Clínicas privadas negociam compra de 5 milhões de doses de vacina indiana

A Associação Brasileira das Clínicas de Vacinas (ABCVAC) informou neste domingo (3) que negocia com o laboratório indiano Bharat Biotech a compra de cinco milhões de doses da vacina Covaxin, aprovada emergencialmente na Índia, contra a Covid-19. O uso do imunizante no Brasil ainda depende da autorização da Agência Nacional de Vigilância Sanitária (Anvisa).

Segundo o presidente da ABCVAC, Geraldo Barbosa, a expectativa é a de que o resultado da terceira fase dos testes saia ainda neste mês de janeiro. Se isso se confirmar, o laboratório deve entrar em fevereiro com pedido de registro definitivo na Anvisa. Em um cenário otimista, de acordo com ele, a vacina deve estar disponível nas clínicas particulares do Brasil na segunda quinzena de março.

Ainda não há estimativa de quanto custará a vacina na rede privada. Segundo Barbosa, isso vai depender do valor que sairá do laboratório e do custo para a sua distribuição nas clínicas. A tecnologia de vírus inativo permite que o acondicionamento da vacina seja realizado entre 2° a 8°C.

A vacina está na fase três de testes na Índia, etapa em que a eficácia é verificada. Os primeiros estudos clínicos mostraram que o imunizante não gera efeitos colaterais graves e produz anticorpos para a Covid-19. De acordo com a agência Reuters, o país aprovou o uso emergencial da vacina em meio a criticas sobre a falta de informações sobre a eficácia do imunizante.

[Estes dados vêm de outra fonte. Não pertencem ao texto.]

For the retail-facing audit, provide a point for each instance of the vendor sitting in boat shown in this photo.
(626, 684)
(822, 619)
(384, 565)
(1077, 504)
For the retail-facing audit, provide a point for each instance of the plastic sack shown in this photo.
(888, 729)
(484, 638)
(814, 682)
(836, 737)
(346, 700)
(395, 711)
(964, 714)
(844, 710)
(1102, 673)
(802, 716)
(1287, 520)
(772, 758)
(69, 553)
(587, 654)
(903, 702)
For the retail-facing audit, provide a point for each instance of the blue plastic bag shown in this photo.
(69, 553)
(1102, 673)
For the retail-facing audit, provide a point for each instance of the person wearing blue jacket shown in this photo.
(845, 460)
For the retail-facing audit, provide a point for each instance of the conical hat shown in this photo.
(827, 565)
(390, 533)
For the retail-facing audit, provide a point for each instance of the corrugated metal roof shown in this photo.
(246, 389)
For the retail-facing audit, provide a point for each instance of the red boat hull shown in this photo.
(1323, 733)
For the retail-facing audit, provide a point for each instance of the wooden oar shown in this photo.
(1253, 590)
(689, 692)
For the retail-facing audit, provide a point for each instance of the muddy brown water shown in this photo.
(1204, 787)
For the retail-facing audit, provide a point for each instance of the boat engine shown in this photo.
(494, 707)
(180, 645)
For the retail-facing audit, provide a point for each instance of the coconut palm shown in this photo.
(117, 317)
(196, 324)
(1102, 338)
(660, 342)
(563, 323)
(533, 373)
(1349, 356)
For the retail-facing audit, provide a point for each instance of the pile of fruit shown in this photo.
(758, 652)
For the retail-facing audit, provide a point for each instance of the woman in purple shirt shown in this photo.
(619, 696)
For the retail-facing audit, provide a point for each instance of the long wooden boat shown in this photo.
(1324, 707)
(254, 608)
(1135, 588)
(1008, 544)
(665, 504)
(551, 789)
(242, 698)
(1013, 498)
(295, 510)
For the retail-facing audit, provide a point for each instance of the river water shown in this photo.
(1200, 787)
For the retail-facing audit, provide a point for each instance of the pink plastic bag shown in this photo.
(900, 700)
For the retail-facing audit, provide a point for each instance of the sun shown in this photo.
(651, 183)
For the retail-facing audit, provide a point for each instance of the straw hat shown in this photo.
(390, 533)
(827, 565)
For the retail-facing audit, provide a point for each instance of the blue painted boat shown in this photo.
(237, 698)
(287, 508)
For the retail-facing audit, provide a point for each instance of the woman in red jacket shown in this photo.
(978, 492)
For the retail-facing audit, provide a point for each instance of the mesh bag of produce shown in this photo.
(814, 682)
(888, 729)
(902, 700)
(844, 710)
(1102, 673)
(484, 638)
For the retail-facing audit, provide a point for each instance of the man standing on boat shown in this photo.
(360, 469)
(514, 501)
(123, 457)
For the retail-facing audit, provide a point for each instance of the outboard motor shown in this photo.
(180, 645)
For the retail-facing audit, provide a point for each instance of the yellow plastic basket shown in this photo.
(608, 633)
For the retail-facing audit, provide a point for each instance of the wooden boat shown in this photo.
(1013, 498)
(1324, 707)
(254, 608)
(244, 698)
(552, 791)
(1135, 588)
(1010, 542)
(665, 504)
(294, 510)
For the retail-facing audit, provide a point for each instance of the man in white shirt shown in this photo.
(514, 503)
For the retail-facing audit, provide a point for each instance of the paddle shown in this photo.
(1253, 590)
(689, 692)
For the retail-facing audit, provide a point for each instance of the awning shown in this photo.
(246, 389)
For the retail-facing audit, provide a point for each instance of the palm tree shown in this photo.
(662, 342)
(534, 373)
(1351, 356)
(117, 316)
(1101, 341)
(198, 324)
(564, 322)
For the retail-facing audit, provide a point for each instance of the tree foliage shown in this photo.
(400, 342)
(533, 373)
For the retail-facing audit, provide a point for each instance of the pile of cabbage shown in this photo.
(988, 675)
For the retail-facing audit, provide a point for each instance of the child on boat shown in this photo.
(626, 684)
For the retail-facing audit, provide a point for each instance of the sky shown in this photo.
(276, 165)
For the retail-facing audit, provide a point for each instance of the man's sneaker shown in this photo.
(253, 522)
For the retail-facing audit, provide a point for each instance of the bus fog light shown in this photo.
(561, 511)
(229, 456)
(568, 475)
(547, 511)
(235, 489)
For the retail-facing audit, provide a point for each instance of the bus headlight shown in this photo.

Uso emergencial é prioridade para a rede pública, diz Anvisa

Ao G1, o Ministério da Saúde também afirmou na noite deste domingo que, caso a vacinação na rede privada também seja liberada, a aplicação das doses deverá ser registrada na Rede Nacional de Dados de Saúde e na caderneta digital de vacinação para monitoramento. “Esta rastreabilidade possibilita identificar quem tomou a vacina e em qual data, além de precisar o laboratório e o lote do imunizante, possibilitando a aplicação de uma segunda dose no prazo correto”, disse a pasta.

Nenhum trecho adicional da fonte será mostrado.